Four months after prostacyclin therapy initiation, patient was admitted due to an episode of abrupt discontinuation of treprostinil lasting 24 hours. Patient remained remarkably asymptomatic throughout this episode. Prostacyclin infusion was reinitiated and titrated up to 25 ng/kg/min, 50% of previous treprostinil maintenance dose. Three months later central line infection was identified and decision was made to discontinue prostacyclin therapy due to improvement of PH on cardiac catheterization. The total duration of prostacyclin therapy prior to weaning was seven months.

IV Treprostinil wean was performed in the cardiac intensive care unit. The dose was decreased by increments of 5 ng/kg/min (20% of baseline dose) every 8 hours as clinically tolerated.
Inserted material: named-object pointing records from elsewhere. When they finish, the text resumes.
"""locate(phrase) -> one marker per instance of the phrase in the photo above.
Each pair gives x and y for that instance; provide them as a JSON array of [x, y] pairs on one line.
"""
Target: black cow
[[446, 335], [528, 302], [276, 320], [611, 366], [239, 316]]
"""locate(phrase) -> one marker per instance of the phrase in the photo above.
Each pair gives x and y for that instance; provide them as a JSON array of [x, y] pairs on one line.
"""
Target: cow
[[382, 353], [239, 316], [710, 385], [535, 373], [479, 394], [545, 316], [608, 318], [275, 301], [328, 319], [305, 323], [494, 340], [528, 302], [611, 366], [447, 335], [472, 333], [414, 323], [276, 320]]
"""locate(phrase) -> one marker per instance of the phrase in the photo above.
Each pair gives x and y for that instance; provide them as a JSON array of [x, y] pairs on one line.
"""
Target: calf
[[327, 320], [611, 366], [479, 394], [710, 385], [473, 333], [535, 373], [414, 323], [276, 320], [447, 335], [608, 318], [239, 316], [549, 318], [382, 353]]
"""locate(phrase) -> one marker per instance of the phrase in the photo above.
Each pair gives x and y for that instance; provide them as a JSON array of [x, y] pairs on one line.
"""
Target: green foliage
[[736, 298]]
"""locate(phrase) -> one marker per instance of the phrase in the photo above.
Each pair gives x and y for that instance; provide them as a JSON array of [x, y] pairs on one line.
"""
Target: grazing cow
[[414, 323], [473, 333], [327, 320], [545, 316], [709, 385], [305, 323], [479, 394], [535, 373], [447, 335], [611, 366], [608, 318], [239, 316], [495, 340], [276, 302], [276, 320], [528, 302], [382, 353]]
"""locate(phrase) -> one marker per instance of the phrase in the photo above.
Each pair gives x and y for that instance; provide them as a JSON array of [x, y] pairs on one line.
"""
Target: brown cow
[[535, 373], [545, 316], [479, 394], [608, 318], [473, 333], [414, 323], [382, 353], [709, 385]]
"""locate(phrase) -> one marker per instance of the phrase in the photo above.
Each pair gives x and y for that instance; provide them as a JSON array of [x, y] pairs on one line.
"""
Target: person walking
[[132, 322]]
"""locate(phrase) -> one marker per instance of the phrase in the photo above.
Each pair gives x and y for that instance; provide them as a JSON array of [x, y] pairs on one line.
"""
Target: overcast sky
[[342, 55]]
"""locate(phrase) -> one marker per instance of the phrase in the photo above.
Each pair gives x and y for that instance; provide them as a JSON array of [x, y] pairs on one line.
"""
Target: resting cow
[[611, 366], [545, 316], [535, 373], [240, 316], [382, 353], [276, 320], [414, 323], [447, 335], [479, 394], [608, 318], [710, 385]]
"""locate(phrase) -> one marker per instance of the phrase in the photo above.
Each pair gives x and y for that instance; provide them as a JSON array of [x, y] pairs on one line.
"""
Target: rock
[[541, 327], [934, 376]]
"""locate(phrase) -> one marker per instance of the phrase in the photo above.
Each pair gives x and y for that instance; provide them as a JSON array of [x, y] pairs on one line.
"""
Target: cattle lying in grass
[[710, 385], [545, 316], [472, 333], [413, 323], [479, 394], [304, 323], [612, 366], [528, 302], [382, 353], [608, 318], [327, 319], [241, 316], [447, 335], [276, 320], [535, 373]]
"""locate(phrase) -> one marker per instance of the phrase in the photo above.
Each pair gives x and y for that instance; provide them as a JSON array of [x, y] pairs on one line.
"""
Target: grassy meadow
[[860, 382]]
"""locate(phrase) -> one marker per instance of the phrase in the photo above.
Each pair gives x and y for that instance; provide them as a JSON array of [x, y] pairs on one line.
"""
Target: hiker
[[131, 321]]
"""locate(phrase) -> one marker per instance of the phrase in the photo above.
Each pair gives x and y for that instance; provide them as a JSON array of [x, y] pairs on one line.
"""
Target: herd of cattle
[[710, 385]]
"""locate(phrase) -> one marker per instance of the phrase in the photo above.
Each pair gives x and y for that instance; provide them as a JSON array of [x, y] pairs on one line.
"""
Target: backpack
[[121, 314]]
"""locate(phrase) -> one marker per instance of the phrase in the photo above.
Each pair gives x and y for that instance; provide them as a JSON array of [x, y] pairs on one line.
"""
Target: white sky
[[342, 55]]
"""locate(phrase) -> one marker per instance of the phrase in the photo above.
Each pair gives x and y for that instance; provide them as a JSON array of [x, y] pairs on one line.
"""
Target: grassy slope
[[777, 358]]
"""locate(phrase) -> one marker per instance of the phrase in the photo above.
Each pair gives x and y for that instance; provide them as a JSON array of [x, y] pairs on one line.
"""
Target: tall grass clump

Overall, patient tolerated rapid wean well over 30 hours. Hemodynamics at the time of original diagnosis of PH, immediately prior to wean, and one month post-discontinuation of prostacyclin: PVR (5; 3.3; 3.63), mPAP (27; 25; 27), mPAWP (10; 10; 8) and CI (3.6; 4.56; 5.23), respectively. Regarding exercise intolerance, she was unable to perform six minute walk distance (6MWD) at time of diagnosis, 6MWD was 440 meters at one month post pulmonary vasodilator initiation and exercise tolerance continued to improve with time. One month post-prostacyclin discontinuation, graded exercise reported patient achieved 89% of max predicted heart rate.


This is a complex case in which a pediatric patient with PH experienced dramatic symptom resolution. This unique pediatric patient scenario illustrates tolerance of a controlled rapid parenteral prostacyclin therapy withdrawal.